Wednesday’s House Foreign Affairs Committee hearing was meant to be about the crisis in Venezuela, but Rep. Ilhan Omar (D-MN) used the occasion to remind the world that Elliott Abrams, President Donald Trump’s special envoy to Caracas, is a convicted criminal who has supported dictators, drug dealers, death squads and genocide throughout Latin America.

Omar grilled Abrams in an exchange that was heated from the start, when the first-year congresswoman noted that he had pleaded guilty of withholding information from Congress during the Iran-Contra scandal. “I don’t understand why members of this committee or the American people should find any testimony that you give today to be truthful,” Omar wondered.

She then questioned Abrams, who served as Assistant Secretary of State for International Organization Affairs and Assistant Secretary of State for Human Rights and Humanitarian Affairs during the Ronald Reagan administration, about El Salvador. Throughout the 1980s and into the ‘90s, the United States backed military dictators there whose security forces killed over 75,000 civilians. The US created and trained death squads that committed many horrific massacres, including the wholesale slaughter of more than 900 men, women and children at El Mozote in December 1981. Abrams was the Reagan administration’s point man on denying these massacres and discrediting those who reported them.

“On February 8, 1982 you testified before the Senate Foreign Relations Committee about El Salvador,” Omar began. She continued:

“In that hearing, you dismissed as communist propaganda reports about the massacre at El Mozote… During that massacre some troops bragged about raping 12-year-old girls before they killed them. You later said that the US policy in El Salvador was a fabulous achievement… Do you still think so?”

Abrams said it was “a fabulous achievement” that El Salvador has been a democracy since the early 1990s. Omar was not satisfied with his response. She pressed: “Do you think that massacre was a fabulous achievement?”

“That is a ridiculous question and… I’m not going to respond to that kind of personal attack, which is not a question,” a visibly irate Abrams replied.

Omar then asked whether Abrams would “support an armed faction in Venezuela that engages in war crimes, crimes against humanity or genocide if you believe they were serving US interests, as you did in Guatemala, El Salvador and Nicaragua.” Abrams refused to respond to the question, protesting that he did not “think this entire line of questioning is meant to be real questions.”

“Whether under your watch a genocide will take place and you will look the other way because American interests are being upheld is a fair question,” Omar retorted.

There is no question that Abrams whitewashed atrocities committed by the Contra rebels in Nicaragua, who waged a vicious terrorist war against the democratically elected Sandinista government, as well as genocide of Mayan people presided over by General Efrían Ríos Montt in Guatemala. He also provided cover for the military junta ruling Argentina, which at the time was stealing and selling the babies of its victims. In El Salvador, he praised the “professionalism” of the Atlacatl Brigade, the elite army unit created in the United States that perpetrated the El Mozote massacre and others like it.

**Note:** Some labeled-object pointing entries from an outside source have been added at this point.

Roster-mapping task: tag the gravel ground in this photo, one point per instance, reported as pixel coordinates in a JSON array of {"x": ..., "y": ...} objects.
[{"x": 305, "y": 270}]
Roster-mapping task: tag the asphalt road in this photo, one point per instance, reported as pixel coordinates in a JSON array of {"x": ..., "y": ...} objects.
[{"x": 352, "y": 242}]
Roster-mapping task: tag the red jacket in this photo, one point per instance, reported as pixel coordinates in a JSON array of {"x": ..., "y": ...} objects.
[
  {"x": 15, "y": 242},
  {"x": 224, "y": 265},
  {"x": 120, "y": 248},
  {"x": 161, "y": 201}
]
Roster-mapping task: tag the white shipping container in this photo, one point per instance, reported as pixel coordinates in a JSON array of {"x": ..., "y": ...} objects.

Finally, Omar asked Abrams if “the interests of the United States include protecting human rights… and protecting people against genocide?”

“That is always the position of the United States,” replied the man who worked to conceal genocide in Guatemala. The United States also supported the Suharto regime in Indonesia, which committed two genocides in the late 20th century, and stood by during genocides in Rwanda and Sudan.

Abrams joined the George W Bush administration in 2001, serving as Senior Director for Democracy, Human Rights and International Operations at the National Security Council. Critics noted that nobody worked harder to undermine democracy and human rights in the Americas than Elliott Abrams, who was soon back to his old ways. According to the UK Observer, Abrams had advance knowledge of, and approved, the military coup that removed Chávez from power for 47 hours in April 2002.

During the Bush administration, Abrams also served as special Middle East Advisor. He was one of the key intellectual architects of the 2003 US-led invasion and occupation of Iraq, a country that had nothing to do with the September 11, 2001 attacks which the United States was using to justify its open-ended war on terror. Abrams is also a staunch Zionist who ran the NSC’s Israel-Palestine desk and who has been accused of leading the Bush administration’s effort to subvert the 2006 Palestinian elections to block the formation of a Fatah-Hamas unity government.

The rest of Wednesday’s Capitol Hill hearing was far less contentious, although Abrams made no attempt to defuse tensions between Washington and Caracas amid increasing US saber-rattling and provocations. Abrams said that while the Trump administration prefers to pursue a non-violent solution to the Venezuela crisis, it would not rule out war.

“All options are on the table,” he said.